Note that the Post piece focuses on criminal justice reform and sentencing, and to the extent it mentions Holder, emphasises those elements of his record. The article is silent on the approach Biden prosecutors will pursue on prosecuting corporations and how aggressive they will be.
Ongoing Opiods Litigation
I want to mention in passing the status of other significant opioids litigation, which the Trump DoJ has pursued some lawsuits as part of its overall opioids policy. Alas, the COVID-19 pandemic has delayed the trial of the most significant of these, one of the largest civil cases ever brought in U.S. courts, according to the Washington Post, Coronavirus stalls long-awaited day in court for historic opioid lawsuit:
More than 3,000 cities, towns, Native American tribes and other groups have spent years preparing for trials against the nation’s largest drug manufacturers, distributors and pharmacies, alleging that the companies flooded their communities with prescription pills that fueled the opioid epidemic. But the pandemic has stalled their long-awaited day in court: Since the beginning of December, two federal trials have been delayed — a May 2021 trial in Cleveland against pharmacy chains was pushed to next October and a January trial in West Virginia was put off with no rescheduled date.
“The concept of a speedy trial or the right to a trial, we’ve lost that,” Joe Rice, one of the lead attorneys for the plaintiffs, said the day Cleveland’s trial was postponed.
That pushes offf resolution of the dispute. And with the trial delayed, the defendants have little incentive to press for settlement. According to the Post:
The pandemic has delayed a resolution of the legal dispute by at least a year, Rice estimates, adding that other delays could push the next trial to late spring or early summer of 2021. Meanwhile, the pandemic has worsened the opioid crisis, which has caused more than 400,000 overdose deaths in the past two decades. More than 81,000 people died of drug overdoses in the 12 months ending in May 2020, a record high, the Centers for Disease Control and Prevention reported Dec. 17.
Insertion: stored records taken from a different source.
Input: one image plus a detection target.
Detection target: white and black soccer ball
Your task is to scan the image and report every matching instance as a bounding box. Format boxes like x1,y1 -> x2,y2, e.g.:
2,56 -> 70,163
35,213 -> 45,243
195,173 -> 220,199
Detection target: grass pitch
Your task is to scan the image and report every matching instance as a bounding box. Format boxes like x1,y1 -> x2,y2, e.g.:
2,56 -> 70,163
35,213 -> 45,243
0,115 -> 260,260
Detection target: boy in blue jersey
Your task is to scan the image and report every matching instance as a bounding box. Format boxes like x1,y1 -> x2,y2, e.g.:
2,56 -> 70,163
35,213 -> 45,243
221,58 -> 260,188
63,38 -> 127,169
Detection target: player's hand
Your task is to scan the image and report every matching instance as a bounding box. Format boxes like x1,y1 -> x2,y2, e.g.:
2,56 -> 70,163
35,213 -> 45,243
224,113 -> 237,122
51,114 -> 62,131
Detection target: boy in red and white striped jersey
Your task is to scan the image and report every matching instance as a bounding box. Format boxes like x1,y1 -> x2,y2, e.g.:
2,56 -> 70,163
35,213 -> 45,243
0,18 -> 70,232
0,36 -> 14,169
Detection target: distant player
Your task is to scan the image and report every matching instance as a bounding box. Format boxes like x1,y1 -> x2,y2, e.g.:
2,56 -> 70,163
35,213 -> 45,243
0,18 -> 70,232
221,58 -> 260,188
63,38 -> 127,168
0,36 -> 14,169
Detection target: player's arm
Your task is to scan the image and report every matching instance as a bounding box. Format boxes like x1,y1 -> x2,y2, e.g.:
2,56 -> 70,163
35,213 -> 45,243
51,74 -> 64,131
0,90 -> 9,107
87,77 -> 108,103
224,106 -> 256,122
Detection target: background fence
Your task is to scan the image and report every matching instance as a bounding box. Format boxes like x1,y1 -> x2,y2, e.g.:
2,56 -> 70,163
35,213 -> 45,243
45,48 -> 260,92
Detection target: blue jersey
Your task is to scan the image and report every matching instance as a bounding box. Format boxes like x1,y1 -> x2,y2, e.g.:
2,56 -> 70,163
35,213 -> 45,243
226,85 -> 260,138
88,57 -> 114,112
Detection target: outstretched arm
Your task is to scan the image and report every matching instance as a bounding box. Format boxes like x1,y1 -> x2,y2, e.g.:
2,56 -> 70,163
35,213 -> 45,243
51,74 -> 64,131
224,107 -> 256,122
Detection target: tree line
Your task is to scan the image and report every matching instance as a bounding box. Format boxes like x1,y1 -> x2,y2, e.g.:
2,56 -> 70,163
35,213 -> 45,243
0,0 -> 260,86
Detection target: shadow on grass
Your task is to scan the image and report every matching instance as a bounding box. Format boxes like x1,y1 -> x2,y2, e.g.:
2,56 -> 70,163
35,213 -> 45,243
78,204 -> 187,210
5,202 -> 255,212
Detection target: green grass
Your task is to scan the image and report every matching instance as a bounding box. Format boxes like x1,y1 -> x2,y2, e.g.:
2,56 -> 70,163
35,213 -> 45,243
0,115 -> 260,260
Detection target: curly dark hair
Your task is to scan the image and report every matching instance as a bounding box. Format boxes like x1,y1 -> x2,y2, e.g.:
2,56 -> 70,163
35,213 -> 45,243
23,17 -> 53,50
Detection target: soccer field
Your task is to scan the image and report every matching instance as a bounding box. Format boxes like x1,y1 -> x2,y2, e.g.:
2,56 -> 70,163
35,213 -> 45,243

It is unlikely that the firms being sued will push for a settlement while there is no pending trial, the plaintiffs and legal experts following the litigation predict. A $260 million settlement between two Ohio counties and four drug companies put off the first federal trial in October 2019 when the agreement was reached hours before opening arguments were scheduled to begin.
The Bottom Line
Dealing with the opioid crisis now becomes the responsibility of the Biden DoJ. Given how badly the Democrats muddled U.S. policy towards corporate prosecutions – particularly the issue of bringing corporate charges – I have little confidence that we’ll see any significant tightening in this regard. And that’s likely good news for Walmart. Wouldn’t do for prosecutors to take the same approach to their drug pushing that the NYPD took to the petty dealers in my neighbourhood in the late 90s before it gentrified.